Love

I've been thinking about love lately. Well, that's not entirely true. The thought of love -- what is it? why does it matter? why do people seem to talk about it so much? -- ruminates at the back of my mind nearly daily. So, yes, I've been thinking of love lately, but that is in no way unusual. I am always considering love.

I love you.

This statement is mysterious. I mull over it constantly at times. I love you. Its power is remarkable. People look for it, searching like it's the last morsel of bread in a barren place. People change their lives around, sometimes leaving everything good and familiar to posses those words. I confess I don't understand it.

And also I do.

For me, love is often very difficult. It is difficult to experience, difficult to express -- almost pain. It's complex and overwhelming and utterly good. There is something essential about love. We need it somehow.

All this means is that we need people, relationships. We need real community. It's simply the way we are made. The difficulty for me has come from a couple of places as far as I know right now. One is social. I think being vulnerable and known is frowned upon. It's also terrifying. The danger of being irreparably hurt is very real.

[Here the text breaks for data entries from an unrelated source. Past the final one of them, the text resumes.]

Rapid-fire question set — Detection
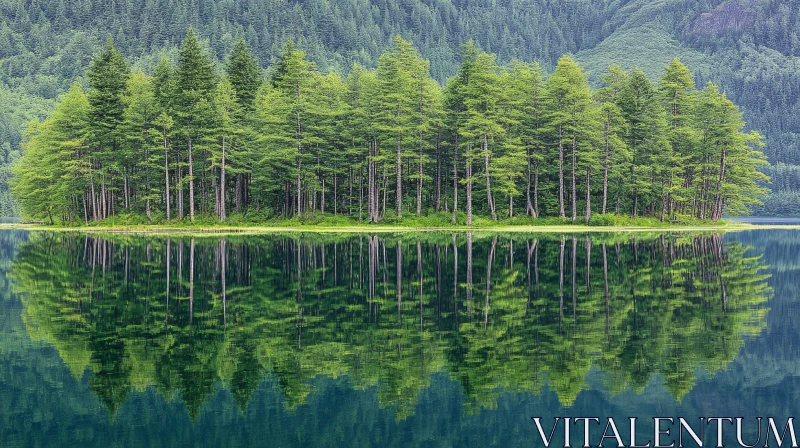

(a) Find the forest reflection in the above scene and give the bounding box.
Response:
[10,232,771,419]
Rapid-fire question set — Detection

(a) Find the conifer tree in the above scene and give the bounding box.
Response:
[659,58,697,220]
[11,84,90,223]
[153,57,178,220]
[121,71,158,219]
[211,78,241,221]
[374,36,430,217]
[344,64,379,221]
[505,61,545,218]
[175,28,216,222]
[618,69,670,217]
[86,37,130,220]
[263,41,319,217]
[462,52,505,221]
[545,56,593,221]
[594,65,629,215]
[225,38,262,112]
[225,38,262,214]
[443,41,478,224]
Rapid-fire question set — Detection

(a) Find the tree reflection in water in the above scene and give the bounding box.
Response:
[10,232,771,419]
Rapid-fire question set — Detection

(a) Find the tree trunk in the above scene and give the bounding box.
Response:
[452,133,459,224]
[466,154,473,226]
[90,169,98,222]
[571,131,577,221]
[164,127,170,222]
[382,166,388,219]
[602,118,609,215]
[558,125,565,218]
[526,146,534,216]
[188,136,195,222]
[368,142,375,222]
[396,137,402,217]
[213,175,219,219]
[713,149,728,222]
[177,164,183,219]
[235,174,242,214]
[296,157,302,218]
[416,133,423,217]
[534,161,540,218]
[435,129,442,212]
[483,134,496,220]
[585,168,591,223]
[124,175,129,210]
[101,179,107,220]
[349,167,353,216]
[220,136,226,221]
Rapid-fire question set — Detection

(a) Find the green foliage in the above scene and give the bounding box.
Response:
[8,32,771,226]
[8,232,771,417]
[0,0,799,215]
[10,83,90,224]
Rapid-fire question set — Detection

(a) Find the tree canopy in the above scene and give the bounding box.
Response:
[9,34,770,225]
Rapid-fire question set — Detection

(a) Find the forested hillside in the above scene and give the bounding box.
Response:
[1,0,798,216]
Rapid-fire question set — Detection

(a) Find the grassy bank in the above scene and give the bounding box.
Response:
[1,211,785,235]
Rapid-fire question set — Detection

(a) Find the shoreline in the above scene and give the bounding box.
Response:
[1,222,798,235]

The last has to do with the complexity of physical attraction.

At this point in history, we live in an over-sexualized culture. It makes loving in friendship unusual and hard to comprehend. I remember how uncomfortable I felt reading through the friendship of David and Jonathan or Frodo and Samwise for the first time. I couldn't shake this expectation that a passionate kiss was coming at any minute.

The problem is when we relegate love, connection, to only sexual pleasure, it is twisted and devalued, and my own feelings become more important to me than all else. Now, there is much to be said about the experience of being in love or falling in love, but it is careless to make it more significant than it is -- as though attraction-based love is the highest and deepest and best, the greatest goal of our short, otherwise empty lives. No, being loved by the one who made us and finding full satisfaction in him should have that place.

And his fullness is everywhere and at the center of everything. And I know what it is to know, love, be satisfied by him in part because I know my husband and love my mother and am satisfied by the intense care of my children.